IV-B Feature Selection

There are major challenges when handling the entire available set of raw PX4 flight logs. The data for each flight is comprised of topics, which are a collection of features derived from the same sensor [31]. For example, the topic ‘vehicle local position‘ will likely contain ‘x‘, ‘y‘, and ‘z‘ features relative to the starting position. The PX4 data set contains over 325 of these topics. However, only 27 topics are contained in at least 60% of the flight logs.

Another challenge is that we were unable to find consistency in these topics with a particular software version or hardware type. In some instances, a topic missing makes sense, such as some fixed-wing lacking battery information, as a fixed-wing can run off of gas power. On the other hand, some topics may vary in naming convention despite capturing the same data. We learned that these topics have evolved over time; therefore, finding a common set of topics to aggregate a processed data set for model training and evaluation is difficult. This characteristic of inconsistency also holds true for the features of each topic.

One possible technique for feature selection involves cycling through all permutations, such as sequential forward selection (SFS). SFS finds a potential feature subset by gradually adding a single feature [35]. At each iteration, the best-performing subset is chosen, and we continue the process with the permutations for the remaining features. This approach, along with other feature selection methods, assumes that all features are equally contained across samples. However, with our data set, that is not the case. This data inconsistency creates instances where a combination of features can really limit the data’s availability. Therefore, we have to be careful in our feature selection.

It is unrealistic to exhaustively test all combinations, but at the same time, we do not want to constrain ourselves to a very small subset of features; therefore, we tried several possible feature subsets based on varying criteria. This approach ensures that we explore more than just the features proposed in research related to our task and does not require cycling through various features that may not have any value in prediction.

The first step of this process involves only checking topics if they are contained in at least 60% of the logs. Since many topics may be unique to specific logs, we can prune these less-common topics out. Additionally, even if logs have the same topics, they may not necessarily contain the same features. Therefore, we applied the same technique of using only features contained in at least 60% of logs. These steps reduce the feature search space and allow us to maintain a reasonable dataset size for testing.

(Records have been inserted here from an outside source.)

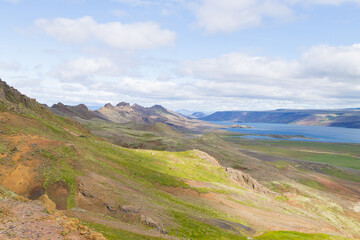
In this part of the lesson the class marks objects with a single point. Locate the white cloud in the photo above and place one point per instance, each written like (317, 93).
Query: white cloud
(230, 15)
(114, 34)
(14, 66)
(10, 1)
(322, 73)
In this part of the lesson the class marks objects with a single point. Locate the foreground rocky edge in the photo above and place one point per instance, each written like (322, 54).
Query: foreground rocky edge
(21, 218)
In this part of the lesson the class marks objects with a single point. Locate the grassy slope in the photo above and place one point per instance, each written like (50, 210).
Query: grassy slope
(342, 155)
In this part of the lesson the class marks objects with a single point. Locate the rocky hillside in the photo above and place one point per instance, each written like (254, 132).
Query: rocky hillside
(338, 118)
(124, 113)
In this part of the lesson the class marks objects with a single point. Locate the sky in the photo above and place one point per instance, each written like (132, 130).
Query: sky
(199, 55)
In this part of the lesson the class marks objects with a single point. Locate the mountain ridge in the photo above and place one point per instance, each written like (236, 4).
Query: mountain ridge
(123, 113)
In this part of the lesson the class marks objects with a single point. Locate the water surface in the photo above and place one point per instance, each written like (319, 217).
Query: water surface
(314, 133)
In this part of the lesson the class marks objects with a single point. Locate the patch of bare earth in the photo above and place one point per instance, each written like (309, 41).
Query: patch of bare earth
(31, 220)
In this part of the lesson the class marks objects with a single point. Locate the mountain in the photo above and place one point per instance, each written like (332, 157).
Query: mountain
(147, 194)
(338, 118)
(74, 111)
(190, 114)
(197, 115)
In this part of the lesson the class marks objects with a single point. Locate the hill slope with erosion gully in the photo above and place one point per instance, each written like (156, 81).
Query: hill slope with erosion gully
(141, 194)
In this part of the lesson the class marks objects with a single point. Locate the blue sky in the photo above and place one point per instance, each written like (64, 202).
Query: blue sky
(202, 55)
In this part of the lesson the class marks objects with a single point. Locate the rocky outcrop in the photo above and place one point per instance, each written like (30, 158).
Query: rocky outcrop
(206, 157)
(246, 180)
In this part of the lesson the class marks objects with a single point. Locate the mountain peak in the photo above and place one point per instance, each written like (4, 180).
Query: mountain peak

We begin with a base set of features from [8] to reduce the variability that comes from completely random features. These features are the x, y, and z local positions as well as the roll, pitch, and yaw angles. Next, we select the number of feature subsets we want, randomly select n𝑛nitalic_n features without replacement from the pruned features, and manually remove some of the features. Manual removal requires some assumptions to be made to simplify the process. We consider features not related to motion and/or time as irrelevant. For example, within the ’vehicle gps position’ topic, there are features called ’satellites used’ and ’jamming indicator’. Both are more status-based features that can be manually removed.

Given these feature subsets, we can perform experiments with our model to give us a rough estimate of which features work best. Details regarding the number of feature subsets tested and the features used are clarified in the experiments section (section VI).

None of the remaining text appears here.